Frederick W. Kagan analyzes some of the options in Iraq. An excerpt:

The idea of creating some sort of Lebanon-type solution in Iraq is foolish for several reasons. First, Iraq is not Lebanon--its large numbers of ethnically mixed cities and regions would require substantial population movements to create stable ethnic zones. Since places like Baghdad and Mosul, two of Iraq’s largest cities, are also both heavily mixed and strategically important, it is almost inconceivable that such population movements could be accomplished without ethnic or sectarian violence on a vast scale. That violence would delay and disrupt progress toward any sort of new political solution and might well generate the kind of long-term vendetta mentalities that it has taken more than a decade of peacekeeping efforts in Bosnia just to keep under control.
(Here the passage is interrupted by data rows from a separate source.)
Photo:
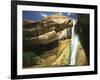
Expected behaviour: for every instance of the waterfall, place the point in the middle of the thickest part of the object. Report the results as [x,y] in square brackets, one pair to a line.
[74,44]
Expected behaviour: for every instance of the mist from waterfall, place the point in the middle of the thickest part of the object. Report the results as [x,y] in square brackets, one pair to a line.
[74,44]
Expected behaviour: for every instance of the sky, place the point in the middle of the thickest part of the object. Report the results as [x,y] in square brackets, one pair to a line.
[38,15]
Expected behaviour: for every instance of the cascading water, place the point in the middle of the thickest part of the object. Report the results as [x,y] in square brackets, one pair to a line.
[74,44]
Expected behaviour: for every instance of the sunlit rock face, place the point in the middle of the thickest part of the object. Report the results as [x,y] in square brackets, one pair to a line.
[49,29]
[50,41]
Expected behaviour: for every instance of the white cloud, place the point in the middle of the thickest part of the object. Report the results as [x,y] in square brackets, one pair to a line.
[43,14]
[60,13]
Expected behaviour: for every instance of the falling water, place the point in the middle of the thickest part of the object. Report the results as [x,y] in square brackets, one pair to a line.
[74,45]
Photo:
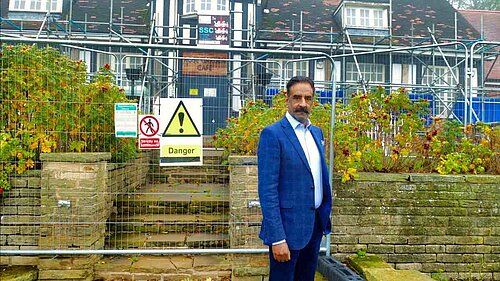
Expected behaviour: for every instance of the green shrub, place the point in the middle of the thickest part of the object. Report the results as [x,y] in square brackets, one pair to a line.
[378,132]
[47,105]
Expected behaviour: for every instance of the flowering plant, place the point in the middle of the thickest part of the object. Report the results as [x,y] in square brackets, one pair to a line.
[378,132]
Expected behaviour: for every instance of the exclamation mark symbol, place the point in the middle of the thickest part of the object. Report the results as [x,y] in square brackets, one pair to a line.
[181,120]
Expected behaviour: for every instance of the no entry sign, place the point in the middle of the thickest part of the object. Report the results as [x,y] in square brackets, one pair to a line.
[149,127]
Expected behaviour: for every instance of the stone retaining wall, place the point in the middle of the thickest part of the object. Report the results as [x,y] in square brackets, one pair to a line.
[19,216]
[423,222]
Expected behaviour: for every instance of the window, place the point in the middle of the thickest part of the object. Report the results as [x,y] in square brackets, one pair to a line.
[378,18]
[54,6]
[189,6]
[371,72]
[365,17]
[221,5]
[206,5]
[214,7]
[292,69]
[103,59]
[351,17]
[441,79]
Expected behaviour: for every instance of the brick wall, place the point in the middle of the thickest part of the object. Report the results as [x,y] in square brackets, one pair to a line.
[424,222]
[31,220]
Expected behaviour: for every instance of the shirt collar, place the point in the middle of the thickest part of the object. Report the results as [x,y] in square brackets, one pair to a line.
[294,122]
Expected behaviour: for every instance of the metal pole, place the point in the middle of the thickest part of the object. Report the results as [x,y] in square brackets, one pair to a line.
[136,252]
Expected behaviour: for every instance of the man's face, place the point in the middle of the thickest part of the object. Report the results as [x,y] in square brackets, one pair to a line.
[299,101]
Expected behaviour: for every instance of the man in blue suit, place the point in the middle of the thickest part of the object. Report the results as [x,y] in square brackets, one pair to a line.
[294,187]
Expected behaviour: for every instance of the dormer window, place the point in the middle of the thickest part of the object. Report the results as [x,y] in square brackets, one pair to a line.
[363,17]
[54,6]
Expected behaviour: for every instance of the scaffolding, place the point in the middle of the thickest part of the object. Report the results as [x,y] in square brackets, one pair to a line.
[445,74]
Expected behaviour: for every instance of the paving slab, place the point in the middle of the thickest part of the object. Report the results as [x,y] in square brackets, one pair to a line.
[212,262]
[389,274]
[148,264]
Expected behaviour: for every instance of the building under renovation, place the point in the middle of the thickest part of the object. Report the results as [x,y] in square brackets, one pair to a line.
[214,49]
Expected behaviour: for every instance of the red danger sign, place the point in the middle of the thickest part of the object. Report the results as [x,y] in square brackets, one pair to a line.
[150,143]
[149,126]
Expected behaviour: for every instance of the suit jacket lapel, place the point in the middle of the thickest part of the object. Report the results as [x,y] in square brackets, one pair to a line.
[290,133]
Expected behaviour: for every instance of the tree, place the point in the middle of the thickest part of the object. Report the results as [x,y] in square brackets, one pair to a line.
[476,4]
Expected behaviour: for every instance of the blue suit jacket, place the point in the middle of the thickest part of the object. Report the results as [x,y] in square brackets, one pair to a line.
[286,187]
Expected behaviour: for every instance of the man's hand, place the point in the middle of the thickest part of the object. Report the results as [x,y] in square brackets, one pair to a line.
[281,252]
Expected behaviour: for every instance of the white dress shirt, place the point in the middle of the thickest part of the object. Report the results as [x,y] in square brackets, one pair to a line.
[312,154]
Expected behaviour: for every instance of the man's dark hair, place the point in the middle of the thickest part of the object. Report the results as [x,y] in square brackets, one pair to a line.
[298,79]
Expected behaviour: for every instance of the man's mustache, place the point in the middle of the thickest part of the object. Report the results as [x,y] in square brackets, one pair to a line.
[302,109]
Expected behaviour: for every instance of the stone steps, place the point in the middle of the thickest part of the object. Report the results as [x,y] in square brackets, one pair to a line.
[183,207]
[172,223]
[173,267]
[168,240]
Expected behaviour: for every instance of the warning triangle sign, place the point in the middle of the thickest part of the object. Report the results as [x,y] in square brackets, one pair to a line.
[181,124]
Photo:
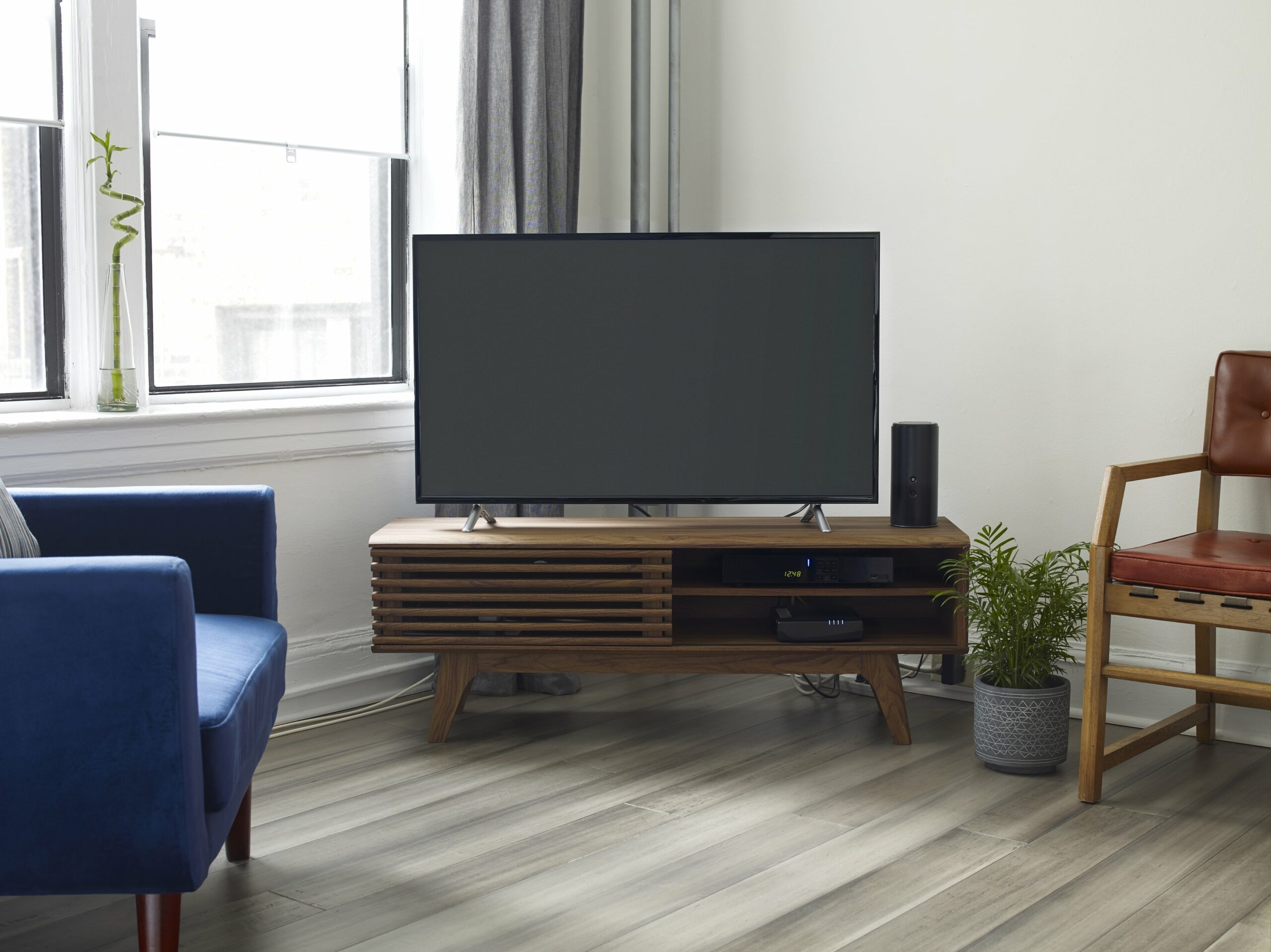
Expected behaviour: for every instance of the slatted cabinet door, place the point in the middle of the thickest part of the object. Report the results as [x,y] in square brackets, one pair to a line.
[475,596]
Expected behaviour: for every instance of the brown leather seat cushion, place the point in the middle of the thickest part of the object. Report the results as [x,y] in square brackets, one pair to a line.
[1215,561]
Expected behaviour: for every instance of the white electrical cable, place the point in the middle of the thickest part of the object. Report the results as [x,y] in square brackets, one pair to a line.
[351,717]
[309,724]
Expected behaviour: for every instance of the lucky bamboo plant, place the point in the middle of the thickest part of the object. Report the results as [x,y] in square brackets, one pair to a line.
[1025,613]
[117,223]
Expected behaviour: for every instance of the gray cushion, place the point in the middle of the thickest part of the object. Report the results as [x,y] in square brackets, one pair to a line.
[16,538]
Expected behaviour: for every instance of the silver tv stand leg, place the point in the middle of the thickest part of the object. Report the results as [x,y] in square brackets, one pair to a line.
[814,512]
[480,512]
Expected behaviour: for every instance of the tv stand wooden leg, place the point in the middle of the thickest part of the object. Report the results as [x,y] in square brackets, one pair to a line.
[455,674]
[882,671]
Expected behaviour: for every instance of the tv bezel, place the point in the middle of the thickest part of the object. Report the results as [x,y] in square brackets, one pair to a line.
[421,242]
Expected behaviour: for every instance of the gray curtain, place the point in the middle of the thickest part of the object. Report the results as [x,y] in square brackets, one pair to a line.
[520,107]
[520,103]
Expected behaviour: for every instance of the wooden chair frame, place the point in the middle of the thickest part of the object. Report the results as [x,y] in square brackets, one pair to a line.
[1109,598]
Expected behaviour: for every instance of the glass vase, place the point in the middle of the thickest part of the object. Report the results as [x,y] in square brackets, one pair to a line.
[117,380]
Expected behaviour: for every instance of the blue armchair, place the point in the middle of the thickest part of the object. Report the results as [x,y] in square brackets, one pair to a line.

Nor has the Lebanon solution produced a Lebanon that is stable and able to resist the control of stronger neighbors, as recent events have made clear. Instability in a tiny country with few resources might be stra-tegically acceptable; instability in a country like Iraq, with vast oil reserves and troublous neighbors, is intolerable. Any solution that weakens the power of the central Iraqi government positively invites increased Iranian intervention, and perhaps the meddling of Iraq’s Sunni Arab neighbors in response. Such interventions would further destabilize and delegitimize the Iraqi government, increasing the likelihood of its total collapse.